The student currently working for Russomano, Zion, has been in his position there for about three years now. He receives new car parts that come in from suppliers, verifies that the order is complete and correct, and then stores it in a place it can be easily found.
Zion said he enjoys interacting with his co-workers — but the job comes first, of course.
“I tend to work very hard at my job,” he said, adding later that, after these experiences, he feels as though he can do “any type of work in the future.”
He does have something particular he aspires to: He wants to be a writer who can come up with stories that people enjoy.
Russomano is just glad to have been a part of Zion’s own story.
“Everyone here finds it very fulfilling to have students like him here and they’re excited to be a part of their transition into adulthood,” he said. “We enjoy it so much that I don’t know who benefits more, us or the students who come here.”
Nicole Whitfield spent more than a decade of her life studying and working in project management positions. It was the career path she expected she’d spend the rest of her life in.
But, when life had other plans, she ended up becoming one of New Jersey’s busiest advocates for children with disabilities.

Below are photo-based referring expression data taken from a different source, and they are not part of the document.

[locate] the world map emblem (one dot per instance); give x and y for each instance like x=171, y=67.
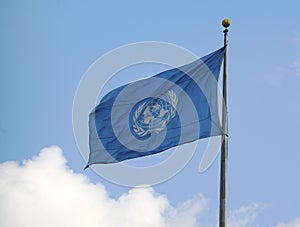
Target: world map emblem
x=152, y=115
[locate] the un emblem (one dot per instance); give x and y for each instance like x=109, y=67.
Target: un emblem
x=152, y=115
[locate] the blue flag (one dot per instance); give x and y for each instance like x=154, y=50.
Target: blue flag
x=149, y=116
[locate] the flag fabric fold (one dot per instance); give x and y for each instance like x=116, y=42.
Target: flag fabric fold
x=151, y=115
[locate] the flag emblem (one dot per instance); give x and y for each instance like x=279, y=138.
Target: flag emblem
x=152, y=115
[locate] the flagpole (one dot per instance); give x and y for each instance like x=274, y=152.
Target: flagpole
x=224, y=148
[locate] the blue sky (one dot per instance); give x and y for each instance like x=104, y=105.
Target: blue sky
x=46, y=47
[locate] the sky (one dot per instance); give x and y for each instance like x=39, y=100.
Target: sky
x=48, y=46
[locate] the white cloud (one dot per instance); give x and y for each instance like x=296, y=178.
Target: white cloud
x=245, y=215
x=44, y=192
x=294, y=223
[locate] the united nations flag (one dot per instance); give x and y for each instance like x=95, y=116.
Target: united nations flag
x=148, y=116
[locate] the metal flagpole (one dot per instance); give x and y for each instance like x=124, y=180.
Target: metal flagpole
x=224, y=149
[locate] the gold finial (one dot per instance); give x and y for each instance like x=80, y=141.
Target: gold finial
x=226, y=23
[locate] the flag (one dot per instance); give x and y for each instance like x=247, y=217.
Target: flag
x=151, y=115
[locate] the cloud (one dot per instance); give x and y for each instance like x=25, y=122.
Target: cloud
x=294, y=223
x=245, y=215
x=44, y=192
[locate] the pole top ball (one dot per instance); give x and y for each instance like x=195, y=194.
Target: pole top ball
x=226, y=23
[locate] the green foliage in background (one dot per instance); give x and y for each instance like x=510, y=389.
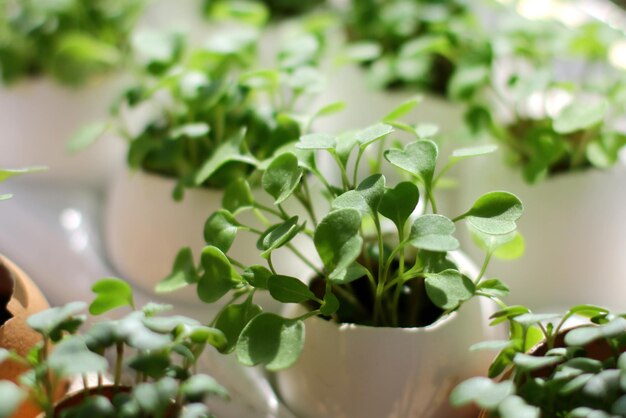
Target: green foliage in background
x=413, y=44
x=579, y=372
x=70, y=41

Inspired by her son being diagnosed with autism at the age of 2, she founded the Special Parent Advocacy Group. The nonprofit, which she started in 2011, now runs after-school programs for children with special needs.
Whitfield said she realized most New Jersey school districts — particularly those in the state’s urban corridors — weren’t offering these programs. And, besides helping parents who work longer hours than most, these programs are crucial for reducing the amount of youth and adults that become institutionalized, she added.
“When parents are stressed out, when they never get a break, that’s how that happens,” she explained. “It’s difficult, and if you don’t know someone with a child with a disability, you don’t always understand. Some of these parents can’t even go to a grocery store because their child will have a meltdown.”
Whitfield’s organization now provides this service for more than 300 children across the state.
And, as her nonprofit continues to scale up in size, she hasn’t found herself too far afield from the project management role she expected to wind up in.
“To start a nonprofit, you really need those project management skills,” she said. “Every new program is a project. So, I’ve applied all those same business principles to this work.”